The tactics and tools used in crowd control situations have not changed much over time. Here are three examples. On the left is a Roman Shield Wall augmented by the short stabbing sword issued to Roman soldiers.  In the center is the “British Fighting Square.” This formation was used when an infantry unit was caught in the open and confronted with cavalry. The first rank kneeled with fixed bayonets the rifle butt set into the ground. The second rank also had fixed bayonets and loaded weapons. The third example is a modern police shield line. If you think about it, the modern line represents a step back as the police have non-lethal riot batons as their primary weapon. 

I admit to being “old school” people who choose to fight with police ought to feel like they have been in a fight at the end of the day, otherwise, how will they benefit from the experience? But every thing is less lethal and non-lethal these days. This requires a rethinking of police tactics, equipment, and goals.

The press will always jump on the number of people drawing breath at a given location when estimating crowds. The police know different. People attend protests for a variety of reasons and protest is probably not near the top. They are curious; they want to be entertained, they are there because of promises of free music, good dope and protester chicks put out. Only ten percent of a faction is committed to the cause. The vast majority need two things to abandon the cause, a reason, and a route. At the first sign of an adverse action, most people will choose to leave, if they can.

This brings me to the first innovation in police equipment.

    Less Lethal Police Technology Shotmaker Crowd Disbursal Device

Ball Feed – Adjustable from one ball every 1 second to every 6 seconds, Ball Speed –  Up to 95 MPH, Elevation Control – Ball trajectory is electronically adjustable from groundstroke to lob, 300 ball capacity.

Go to any tennis club, training camp or school and you will find a variation of this machine. It shoots tennis balls so players can improve their game. Have a group protesters that refuse to disperse? How about 300 tennis balls down range in 300 seconds at up to 95 mph? How can this be a weapon?

There are several dimensions to consider:

Protesters: The police shot tennis balls at us. The tennis balls hurt.
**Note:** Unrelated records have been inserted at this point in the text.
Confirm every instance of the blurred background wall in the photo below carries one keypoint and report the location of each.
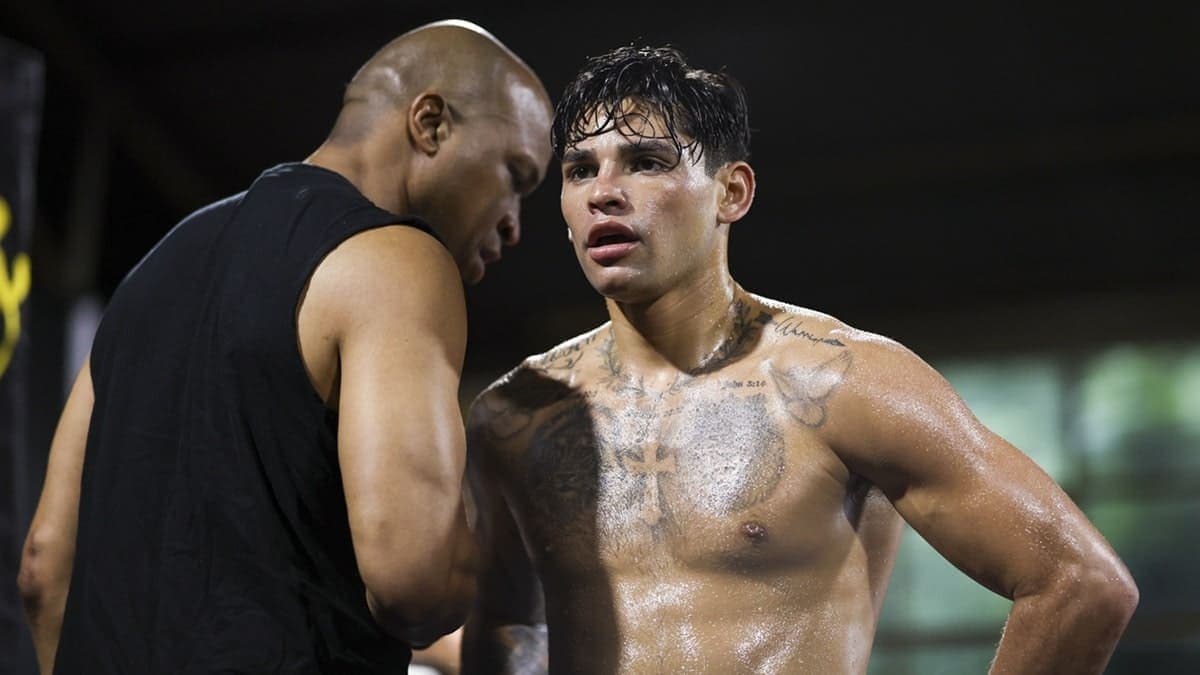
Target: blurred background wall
(1009, 189)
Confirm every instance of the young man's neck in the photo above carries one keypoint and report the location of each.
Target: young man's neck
(679, 332)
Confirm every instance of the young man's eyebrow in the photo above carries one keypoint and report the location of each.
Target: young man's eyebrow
(648, 145)
(577, 155)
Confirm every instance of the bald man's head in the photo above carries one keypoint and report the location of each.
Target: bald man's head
(459, 60)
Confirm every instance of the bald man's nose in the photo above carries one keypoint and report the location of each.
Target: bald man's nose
(510, 228)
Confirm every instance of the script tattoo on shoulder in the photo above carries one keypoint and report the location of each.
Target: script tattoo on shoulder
(526, 649)
(807, 392)
(793, 327)
(568, 356)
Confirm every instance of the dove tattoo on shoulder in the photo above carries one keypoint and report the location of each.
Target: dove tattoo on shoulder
(807, 392)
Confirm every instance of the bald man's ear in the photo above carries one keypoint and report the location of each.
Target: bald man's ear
(429, 123)
(738, 180)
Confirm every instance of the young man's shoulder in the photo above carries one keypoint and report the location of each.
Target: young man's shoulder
(799, 333)
(543, 380)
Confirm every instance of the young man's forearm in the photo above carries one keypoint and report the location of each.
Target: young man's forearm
(1071, 628)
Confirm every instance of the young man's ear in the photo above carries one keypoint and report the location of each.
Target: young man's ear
(429, 123)
(738, 184)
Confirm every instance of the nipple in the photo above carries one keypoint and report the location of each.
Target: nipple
(754, 531)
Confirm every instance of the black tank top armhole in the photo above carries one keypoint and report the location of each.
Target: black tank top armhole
(354, 222)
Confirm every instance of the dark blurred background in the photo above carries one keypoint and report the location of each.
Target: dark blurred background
(1011, 189)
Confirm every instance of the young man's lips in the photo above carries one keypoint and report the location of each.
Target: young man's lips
(610, 232)
(610, 242)
(607, 254)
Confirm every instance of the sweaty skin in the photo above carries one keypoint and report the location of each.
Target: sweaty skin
(714, 482)
(708, 520)
(739, 518)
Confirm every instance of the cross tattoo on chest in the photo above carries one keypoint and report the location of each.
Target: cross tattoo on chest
(649, 465)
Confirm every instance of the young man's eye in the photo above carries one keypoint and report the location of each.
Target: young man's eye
(579, 172)
(647, 163)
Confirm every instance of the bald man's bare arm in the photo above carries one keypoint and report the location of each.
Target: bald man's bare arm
(988, 508)
(391, 300)
(48, 555)
(507, 629)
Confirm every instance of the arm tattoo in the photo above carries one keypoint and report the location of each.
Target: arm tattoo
(526, 649)
(791, 327)
(807, 393)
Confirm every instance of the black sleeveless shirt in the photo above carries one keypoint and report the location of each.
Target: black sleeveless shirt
(213, 527)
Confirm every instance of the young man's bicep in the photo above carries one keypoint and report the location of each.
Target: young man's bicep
(48, 553)
(978, 500)
(507, 628)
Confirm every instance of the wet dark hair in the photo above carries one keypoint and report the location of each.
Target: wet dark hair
(708, 108)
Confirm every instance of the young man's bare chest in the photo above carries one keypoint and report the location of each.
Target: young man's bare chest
(707, 472)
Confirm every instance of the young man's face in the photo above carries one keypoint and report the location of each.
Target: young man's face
(642, 220)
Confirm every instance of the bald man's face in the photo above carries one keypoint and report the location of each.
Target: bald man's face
(493, 156)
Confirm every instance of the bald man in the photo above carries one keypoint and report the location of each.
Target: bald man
(259, 469)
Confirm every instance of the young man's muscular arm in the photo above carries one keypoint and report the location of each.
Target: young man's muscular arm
(987, 507)
(48, 555)
(505, 633)
(395, 304)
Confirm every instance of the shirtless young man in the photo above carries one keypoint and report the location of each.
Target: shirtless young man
(715, 482)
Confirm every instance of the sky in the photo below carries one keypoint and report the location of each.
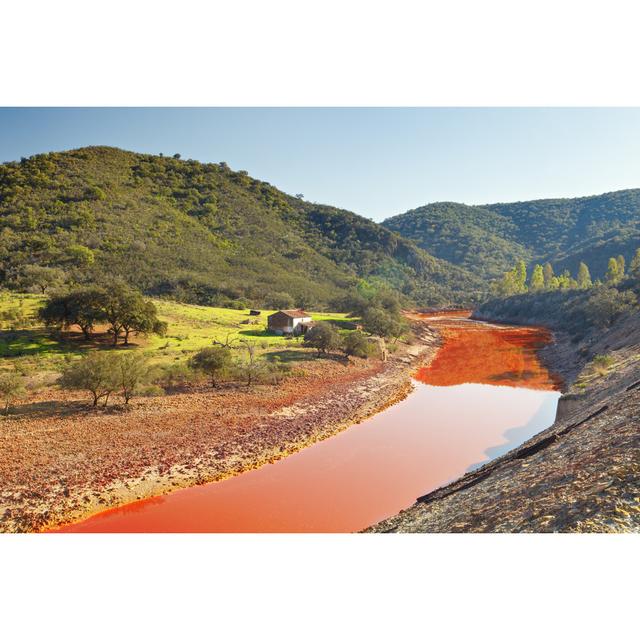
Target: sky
(377, 162)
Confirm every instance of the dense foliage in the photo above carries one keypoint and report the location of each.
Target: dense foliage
(197, 233)
(487, 240)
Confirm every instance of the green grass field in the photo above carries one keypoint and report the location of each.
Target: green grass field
(24, 340)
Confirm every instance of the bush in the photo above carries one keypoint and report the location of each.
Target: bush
(607, 304)
(132, 371)
(323, 337)
(151, 391)
(173, 374)
(383, 323)
(97, 373)
(215, 362)
(11, 388)
(356, 344)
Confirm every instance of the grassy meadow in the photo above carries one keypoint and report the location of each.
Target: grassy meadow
(25, 341)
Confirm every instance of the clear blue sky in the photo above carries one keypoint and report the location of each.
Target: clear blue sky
(374, 161)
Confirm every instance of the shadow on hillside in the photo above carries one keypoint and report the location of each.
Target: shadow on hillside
(306, 355)
(257, 333)
(26, 342)
(51, 408)
(291, 355)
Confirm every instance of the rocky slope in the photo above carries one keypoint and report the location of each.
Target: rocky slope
(580, 475)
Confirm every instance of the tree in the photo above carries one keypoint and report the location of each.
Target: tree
(613, 272)
(96, 372)
(126, 310)
(634, 267)
(547, 272)
(41, 277)
(250, 369)
(80, 256)
(514, 281)
(280, 300)
(378, 322)
(584, 277)
(142, 317)
(537, 279)
(323, 337)
(356, 344)
(565, 281)
(82, 307)
(213, 361)
(132, 371)
(607, 304)
(520, 274)
(11, 388)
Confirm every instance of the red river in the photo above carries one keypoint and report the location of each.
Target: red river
(485, 392)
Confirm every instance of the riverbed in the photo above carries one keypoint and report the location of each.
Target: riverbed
(485, 393)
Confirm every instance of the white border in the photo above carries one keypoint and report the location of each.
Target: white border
(283, 52)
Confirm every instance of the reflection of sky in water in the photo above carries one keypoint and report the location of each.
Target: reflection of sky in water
(364, 474)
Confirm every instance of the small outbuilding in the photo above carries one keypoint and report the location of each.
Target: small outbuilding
(289, 321)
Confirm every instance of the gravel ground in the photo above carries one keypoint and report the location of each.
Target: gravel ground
(60, 462)
(580, 475)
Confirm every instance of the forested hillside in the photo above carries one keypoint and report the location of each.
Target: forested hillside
(489, 239)
(200, 233)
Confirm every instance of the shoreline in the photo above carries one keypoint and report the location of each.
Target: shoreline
(292, 427)
(581, 474)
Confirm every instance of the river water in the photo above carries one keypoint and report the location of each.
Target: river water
(485, 393)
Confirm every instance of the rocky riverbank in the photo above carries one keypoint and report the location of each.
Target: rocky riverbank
(62, 463)
(580, 475)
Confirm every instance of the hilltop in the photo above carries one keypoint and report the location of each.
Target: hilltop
(488, 239)
(201, 233)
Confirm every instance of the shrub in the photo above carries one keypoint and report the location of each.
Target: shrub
(11, 388)
(132, 371)
(97, 373)
(215, 362)
(323, 337)
(356, 344)
(151, 391)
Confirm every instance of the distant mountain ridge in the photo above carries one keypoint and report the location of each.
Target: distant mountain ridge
(488, 239)
(201, 233)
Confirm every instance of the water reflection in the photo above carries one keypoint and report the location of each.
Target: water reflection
(485, 393)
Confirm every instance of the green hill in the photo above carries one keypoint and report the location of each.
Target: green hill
(200, 233)
(488, 239)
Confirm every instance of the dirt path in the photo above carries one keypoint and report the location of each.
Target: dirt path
(60, 463)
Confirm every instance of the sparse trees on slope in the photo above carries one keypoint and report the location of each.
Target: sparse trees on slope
(132, 371)
(82, 307)
(607, 304)
(634, 266)
(356, 344)
(584, 276)
(565, 281)
(322, 337)
(514, 281)
(123, 308)
(11, 388)
(537, 279)
(549, 277)
(213, 362)
(96, 372)
(613, 272)
(42, 278)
The protest line breaks and runs.

Eleven-year-old-girl: Coach set up the shotmaker and fired tennis balls at us. Sometimes I got hurt, and it stung a little.

ACLU: We object to the militarization of tennis ball machines, it’s an automatic weapon.

If this machine were deployed before police physical contact, crowd numbers would be reduced. The crowd dynamic may shift from support to ridicule of the protesters unable to stand up to a barrage of tennis balls. Aside from feminists running around with plastic vaginas on their head demanding to be taken seriously, it is tough to appear heroic running from a tennis ball.